100 anos de Bentley não se contam sem olhar os seus carros. Em comum a todos eles? A sua capacidade de reviverem quando já se pensava terem-se calado para sempre. Aqui ficam quatro deles. E novo um candidato a repetir a história…
Bentley 8 Litre
Esta viagem com o último carro desenhado por W.O Bentley: o 8 Litre. O seu ar imponente de grande luxo, combinado com a performance pura, era a afirmação de vida do fundador da marca. O maior e mais luxuoso da sua época, o 8 Litre foi lançado em 1930, mas encontrou a tempestade perfeita: a grande depressão mundial, a crise na marca e a sua consequente venda a um grupo rival.
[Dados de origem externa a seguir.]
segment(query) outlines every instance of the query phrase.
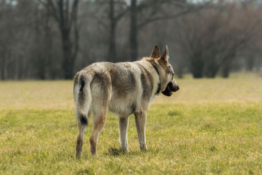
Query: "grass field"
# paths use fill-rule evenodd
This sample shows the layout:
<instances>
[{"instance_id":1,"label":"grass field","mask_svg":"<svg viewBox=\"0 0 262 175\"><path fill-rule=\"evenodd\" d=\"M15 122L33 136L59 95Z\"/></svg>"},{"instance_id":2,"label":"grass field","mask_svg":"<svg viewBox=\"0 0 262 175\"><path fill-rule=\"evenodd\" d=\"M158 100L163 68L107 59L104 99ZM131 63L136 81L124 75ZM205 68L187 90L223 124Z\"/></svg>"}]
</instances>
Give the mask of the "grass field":
<instances>
[{"instance_id":1,"label":"grass field","mask_svg":"<svg viewBox=\"0 0 262 175\"><path fill-rule=\"evenodd\" d=\"M148 112L147 152L132 116L129 153L119 152L109 114L98 158L89 152L90 120L80 160L72 81L0 82L0 174L262 174L262 78L177 81L180 90Z\"/></svg>"}]
</instances>

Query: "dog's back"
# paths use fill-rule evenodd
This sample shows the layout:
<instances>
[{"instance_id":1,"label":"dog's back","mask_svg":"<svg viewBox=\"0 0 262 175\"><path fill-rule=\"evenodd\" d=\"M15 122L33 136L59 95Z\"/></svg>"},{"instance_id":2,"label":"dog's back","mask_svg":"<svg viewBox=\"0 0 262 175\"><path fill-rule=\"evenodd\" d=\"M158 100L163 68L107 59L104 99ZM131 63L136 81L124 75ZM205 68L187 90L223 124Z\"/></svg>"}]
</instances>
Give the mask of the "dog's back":
<instances>
[{"instance_id":1,"label":"dog's back","mask_svg":"<svg viewBox=\"0 0 262 175\"><path fill-rule=\"evenodd\" d=\"M75 100L88 96L81 93L85 88L83 84L84 82L85 85L90 87L91 96L89 96L89 98L92 99L89 104L89 108L87 108L87 104L82 106L86 108L84 113L86 114L88 112L94 112L97 105L101 106L101 103L106 102L110 111L122 116L133 113L138 106L140 108L141 105L144 105L147 108L151 97L154 96L153 90L157 88L153 86L153 82L158 80L153 78L157 77L155 74L157 73L150 66L152 65L146 60L93 64L81 70L75 76ZM89 89L88 87L85 88ZM76 103L76 106L78 104ZM76 108L81 107L78 106Z\"/></svg>"}]
</instances>

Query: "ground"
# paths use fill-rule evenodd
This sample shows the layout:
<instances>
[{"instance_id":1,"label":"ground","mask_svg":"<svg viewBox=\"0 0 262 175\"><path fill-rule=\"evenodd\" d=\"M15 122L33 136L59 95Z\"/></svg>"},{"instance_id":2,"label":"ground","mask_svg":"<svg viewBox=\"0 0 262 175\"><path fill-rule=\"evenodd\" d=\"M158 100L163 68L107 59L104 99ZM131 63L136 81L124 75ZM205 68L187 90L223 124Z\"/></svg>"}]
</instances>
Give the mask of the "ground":
<instances>
[{"instance_id":1,"label":"ground","mask_svg":"<svg viewBox=\"0 0 262 175\"><path fill-rule=\"evenodd\" d=\"M98 158L85 133L75 158L77 129L72 81L0 82L0 174L262 174L262 78L178 79L148 112L148 150L141 152L134 118L129 153L119 152L118 119L107 116Z\"/></svg>"}]
</instances>

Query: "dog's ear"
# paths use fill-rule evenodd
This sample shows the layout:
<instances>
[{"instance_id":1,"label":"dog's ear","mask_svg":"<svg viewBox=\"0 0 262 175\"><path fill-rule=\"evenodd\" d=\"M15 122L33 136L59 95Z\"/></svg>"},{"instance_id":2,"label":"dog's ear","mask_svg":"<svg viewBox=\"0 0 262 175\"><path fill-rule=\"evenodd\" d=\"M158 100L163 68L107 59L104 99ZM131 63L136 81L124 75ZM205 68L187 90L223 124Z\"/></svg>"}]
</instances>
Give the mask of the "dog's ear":
<instances>
[{"instance_id":1,"label":"dog's ear","mask_svg":"<svg viewBox=\"0 0 262 175\"><path fill-rule=\"evenodd\" d=\"M164 50L164 52L163 53L161 58L160 58L160 59L163 60L164 62L168 62L169 58L169 56L168 56L168 48L167 47L167 46L166 46L166 48L165 48L165 50Z\"/></svg>"},{"instance_id":2,"label":"dog's ear","mask_svg":"<svg viewBox=\"0 0 262 175\"><path fill-rule=\"evenodd\" d=\"M160 57L160 49L158 46L155 45L153 48L153 50L152 51L150 57L154 58L158 58Z\"/></svg>"}]
</instances>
Como resultado, só foram produzidas 100 unidades, entre 1930 e 1932. Mas desenganem-se os que pensam que a história acaba aqui – longe disso…
O Bentley 8 Litre apresentava o maior motor entre todos os carros à venda no Reino Unido naquela altura. Evoluído em tudo, incluindo nas ligas metálicas escolhidas, contava com um cárter feito de “elektron”, uma liga de magnésio. E a sua potência máxima situava-se entre os 200 e os 230 cv, um rendimento enorme para a época. Tal era a potência do 6 cilindros em linha de 7.983 cc que a marca garantia mais de 160 km/h, independentemente da carroçaria que o proprietário encomendasse. Em dezembro de 1930, a revista Autocar mediu a sua performance na meia-milha, registando 101,12 mph (o equivalente a quase 162 km/h). Entre esse dia e 1939, apenas mais um carro conseguiu superar a marca.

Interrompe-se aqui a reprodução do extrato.